Neuropathology Core Project Summary
Autopsy remains the gold standard for the diagnosis of diseases that cause dementia. It provides knowledge essential for developing biomarkers, understanding cellular pathology responsible for the dementia, and retrospectively identifying features most reliable for early diagnosis. Without this information rational discovery of disease-modifying drugs for dementia syndromes would not be possible.
Understanding the complexity of heterogeneous and intersecting neurodegenerative disorders entails comprehensive qualitative and quantitative assessment of the central nervous system. Hence, the Neuropathology Core (NPC) is a pivotal component of the South Texas Alzheimer Center (STAC). Co-led by Margaret Flanagan, MD and Kevin Bieniek, PhD, both trained especially for establishing and leading a new Brain Bank, this core comprehensively characterizes brain and spinal cord confirming clinical diagnoses, for purposes of research, and to provide a diagnosis and advice to families. Future advancements in elucidating and intervening in the pathogenesis of Alzheimer’s disease and related dementias (ADRD) requires the study of diverse ethnoracial autopsy cohorts. The STAC NPC services a large Mexican-American Hispanic population in the South Texas region. It will generate normative (cognitively normal) and preclinical, clinical ADRD (AD, FTD/ALS, DLB, PSP, CBD, VCID) data on MA Hispanic persons. Although our current brain samples are only 15% Hispanic, our fluid biobank has over 70% Hispanics and our focused attention on recruitment should increase the proportion of Hispanic brains to over 50% over the next 5 years. A 24/7 no-cost, autopsy service, post-mortem MRI, ante-mortem imaging/clinical assessments, family interviews, medical records increase the value of tissue obtained and shared with NACC. Interpreting ethnoracial pathological heterogeneity necessitates consideration of genetic and molecular variation, hence STAC has undertaken routine WES on the 56 brains donated to date (a 400% increase since our original submission) and proposes to undertake clinical genetic testing (with genetic counseling) in families of registered donors (Clinical and Genetics/Multiomics Cores), WGS on donated brain tissue and routinely preserves frozen brain tissue for additional omic (methylation, transcriptomics, ATAC-Seq, proteomics, metabolomics) studies. The NPC employs state-of-the-art genetic and “omics” approaches to aid in the interpretation of ADRD pathologies and identification of novel disease modifiers. The NPC undertakes routine digital scanning of all slides, and spatial neuropathology. The aims of the NPC are: accessioning high-quality central nervous system autopsy biospecimens, including brain, spinal cord, skin and cerebrospinal fluid.

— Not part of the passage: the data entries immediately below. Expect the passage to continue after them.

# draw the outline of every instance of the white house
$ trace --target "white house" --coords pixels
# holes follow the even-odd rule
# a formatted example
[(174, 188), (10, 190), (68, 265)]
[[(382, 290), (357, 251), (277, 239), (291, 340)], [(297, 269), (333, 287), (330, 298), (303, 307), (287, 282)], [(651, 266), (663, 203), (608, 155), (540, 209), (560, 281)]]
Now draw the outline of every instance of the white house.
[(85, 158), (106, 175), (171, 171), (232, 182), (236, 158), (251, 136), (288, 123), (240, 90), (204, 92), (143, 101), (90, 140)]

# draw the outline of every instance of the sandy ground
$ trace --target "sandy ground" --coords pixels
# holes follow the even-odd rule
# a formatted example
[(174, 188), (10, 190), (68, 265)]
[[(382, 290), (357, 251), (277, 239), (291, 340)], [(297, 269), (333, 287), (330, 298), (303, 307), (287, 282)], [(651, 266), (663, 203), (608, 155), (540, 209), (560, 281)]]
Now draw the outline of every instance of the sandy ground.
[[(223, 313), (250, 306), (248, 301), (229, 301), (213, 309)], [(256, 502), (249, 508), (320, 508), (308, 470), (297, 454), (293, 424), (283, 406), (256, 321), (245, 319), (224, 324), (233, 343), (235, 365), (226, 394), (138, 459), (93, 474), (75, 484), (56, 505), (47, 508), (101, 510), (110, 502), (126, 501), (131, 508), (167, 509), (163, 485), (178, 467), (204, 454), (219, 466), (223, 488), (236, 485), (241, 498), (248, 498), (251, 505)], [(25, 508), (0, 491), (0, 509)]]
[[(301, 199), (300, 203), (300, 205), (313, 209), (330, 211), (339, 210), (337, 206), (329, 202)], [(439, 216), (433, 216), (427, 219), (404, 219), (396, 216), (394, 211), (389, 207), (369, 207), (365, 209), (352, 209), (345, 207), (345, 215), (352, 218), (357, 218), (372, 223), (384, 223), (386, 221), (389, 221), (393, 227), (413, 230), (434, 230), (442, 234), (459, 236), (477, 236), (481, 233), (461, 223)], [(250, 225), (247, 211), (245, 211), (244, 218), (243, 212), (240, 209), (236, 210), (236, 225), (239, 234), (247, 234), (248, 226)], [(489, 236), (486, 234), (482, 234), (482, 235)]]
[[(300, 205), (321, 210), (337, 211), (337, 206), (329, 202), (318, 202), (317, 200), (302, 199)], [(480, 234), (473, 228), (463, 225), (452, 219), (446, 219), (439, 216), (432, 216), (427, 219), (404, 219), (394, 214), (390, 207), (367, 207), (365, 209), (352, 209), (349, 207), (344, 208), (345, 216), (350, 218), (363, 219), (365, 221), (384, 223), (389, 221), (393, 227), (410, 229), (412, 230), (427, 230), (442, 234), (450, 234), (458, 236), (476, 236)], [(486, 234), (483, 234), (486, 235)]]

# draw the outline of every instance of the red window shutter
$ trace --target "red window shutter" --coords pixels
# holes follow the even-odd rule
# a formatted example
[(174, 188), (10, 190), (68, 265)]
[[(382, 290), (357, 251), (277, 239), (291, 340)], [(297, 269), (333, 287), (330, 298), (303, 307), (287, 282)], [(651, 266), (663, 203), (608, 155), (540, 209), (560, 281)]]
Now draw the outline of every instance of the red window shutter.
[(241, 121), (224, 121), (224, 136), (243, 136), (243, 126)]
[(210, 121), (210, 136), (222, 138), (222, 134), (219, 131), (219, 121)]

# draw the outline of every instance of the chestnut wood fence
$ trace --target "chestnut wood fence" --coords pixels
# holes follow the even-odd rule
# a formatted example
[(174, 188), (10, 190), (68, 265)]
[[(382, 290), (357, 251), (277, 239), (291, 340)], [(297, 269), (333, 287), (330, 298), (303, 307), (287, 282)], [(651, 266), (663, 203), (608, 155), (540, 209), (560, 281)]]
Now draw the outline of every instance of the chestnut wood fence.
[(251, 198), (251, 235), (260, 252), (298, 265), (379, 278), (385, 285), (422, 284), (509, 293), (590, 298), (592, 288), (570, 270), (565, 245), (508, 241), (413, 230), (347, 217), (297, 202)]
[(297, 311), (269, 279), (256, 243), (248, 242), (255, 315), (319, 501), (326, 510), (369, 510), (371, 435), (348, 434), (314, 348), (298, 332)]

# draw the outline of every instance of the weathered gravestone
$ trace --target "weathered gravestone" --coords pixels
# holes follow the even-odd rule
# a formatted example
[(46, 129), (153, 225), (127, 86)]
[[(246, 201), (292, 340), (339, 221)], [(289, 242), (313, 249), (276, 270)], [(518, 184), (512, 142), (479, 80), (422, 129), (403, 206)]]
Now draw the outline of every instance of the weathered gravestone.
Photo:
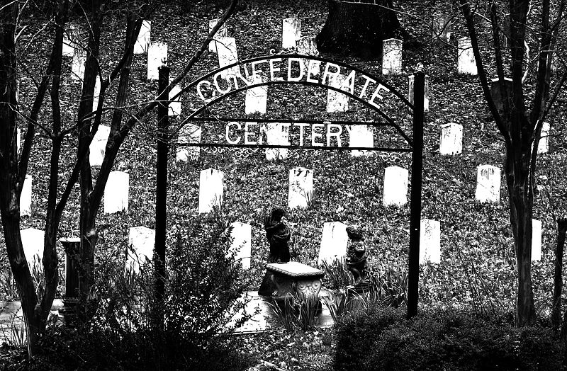
[(159, 66), (167, 64), (167, 44), (161, 41), (150, 42), (147, 47), (147, 79), (159, 79)]
[(492, 165), (481, 165), (477, 168), (475, 198), (481, 202), (500, 203), (500, 169)]
[(402, 73), (402, 40), (387, 39), (382, 42), (382, 74)]
[(126, 270), (140, 272), (140, 267), (154, 257), (155, 231), (146, 227), (133, 227), (128, 229), (128, 249), (126, 251)]
[[(220, 18), (215, 18), (211, 19), (208, 21), (208, 32), (209, 33), (210, 31), (213, 30), (213, 28), (217, 25), (218, 21), (220, 21)], [(226, 23), (223, 24), (220, 28), (218, 29), (217, 33), (215, 34), (215, 37), (213, 38), (213, 40), (209, 42), (208, 44), (208, 51), (215, 53), (217, 52), (217, 40), (221, 39), (222, 38), (228, 38), (228, 29), (226, 27)]]
[[(408, 89), (408, 101), (413, 104), (413, 96), (415, 90), (414, 87), (414, 80), (415, 77), (413, 75), (410, 75)], [(423, 110), (424, 112), (429, 112), (430, 110), (430, 76), (425, 75), (425, 88), (423, 96)]]
[[(330, 86), (341, 89), (347, 78), (337, 74), (329, 79)], [(347, 112), (349, 110), (349, 96), (343, 93), (329, 89), (327, 91), (327, 112)]]
[[(251, 80), (252, 84), (261, 84), (266, 79), (262, 75), (256, 74)], [(268, 105), (268, 86), (257, 86), (246, 91), (245, 98), (245, 113), (247, 115), (252, 113), (266, 113)]]
[(123, 171), (111, 171), (104, 188), (104, 213), (128, 211), (130, 175)]
[[(201, 143), (202, 130), (200, 126), (194, 124), (185, 124), (179, 130), (177, 143), (184, 144), (186, 143)], [(176, 151), (175, 159), (176, 161), (196, 160), (199, 158), (201, 148), (198, 147), (179, 146)]]
[(210, 212), (223, 205), (225, 173), (214, 169), (201, 170), (199, 175), (199, 213)]
[[(374, 133), (372, 127), (366, 125), (353, 125), (349, 127), (349, 147), (366, 147), (374, 148)], [(361, 151), (354, 149), (350, 152), (351, 156), (359, 156), (372, 154), (372, 151)]]
[(35, 228), (26, 228), (20, 231), (23, 253), (30, 270), (33, 269), (34, 266), (37, 269), (42, 269), (45, 235), (43, 231)]
[(91, 145), (89, 147), (89, 161), (91, 166), (100, 166), (104, 159), (104, 154), (106, 152), (106, 142), (111, 134), (110, 127), (106, 125), (99, 126), (94, 137), (93, 137)]
[[(290, 124), (283, 122), (267, 122), (264, 126), (268, 144), (289, 145)], [(287, 148), (266, 148), (266, 159), (268, 161), (284, 160), (288, 157)]]
[(311, 204), (313, 197), (313, 171), (302, 167), (290, 170), (288, 207), (306, 208)]
[(399, 166), (388, 166), (384, 169), (384, 193), (382, 204), (384, 206), (403, 206), (408, 203), (409, 173)]
[(420, 264), (441, 263), (441, 223), (422, 219), (420, 222)]
[(532, 261), (541, 260), (541, 222), (532, 219)]
[(461, 74), (476, 75), (476, 61), (474, 59), (471, 39), (461, 38), (457, 40), (457, 72)]
[(318, 266), (323, 261), (331, 264), (334, 261), (344, 258), (347, 255), (347, 243), (349, 236), (347, 234), (347, 224), (340, 222), (323, 223), (323, 234), (321, 237), (321, 246), (319, 249)]
[(152, 31), (152, 22), (143, 21), (140, 33), (137, 34), (136, 43), (134, 44), (134, 54), (146, 54), (150, 45), (150, 33)]
[(252, 226), (240, 222), (235, 222), (230, 224), (230, 253), (234, 253), (235, 261), (242, 264), (243, 269), (250, 269), (250, 257), (252, 256)]
[(281, 21), (281, 48), (291, 49), (297, 47), (301, 38), (301, 20), (291, 17)]
[(71, 79), (82, 81), (84, 76), (84, 64), (86, 62), (86, 52), (82, 49), (74, 49), (71, 61)]
[(20, 215), (22, 216), (31, 215), (31, 186), (32, 176), (26, 175), (20, 196)]
[(463, 125), (449, 122), (441, 125), (441, 154), (457, 154), (463, 152)]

These goals will be achieved through the following interactive aims:
1. Conducting data driven neuropathological evaluations of this material
2. Maintaining these resources in a dynamic biorepository for use by a range of investigators
3. Leading translational neuropathology research of multi-etiology dementia, including those of degenerative, cerebrovascular, and traumatic origins
4. Educating the local scientific/trainee (REC) and lay public communities on the importance of neuropathology and neurodegeneration research
5. The Neuropathology Core will accomplish these aims through collaborative relationships with other STAC Cores and external investigators, including colleagues at other Alzheimer’s Disease Centers.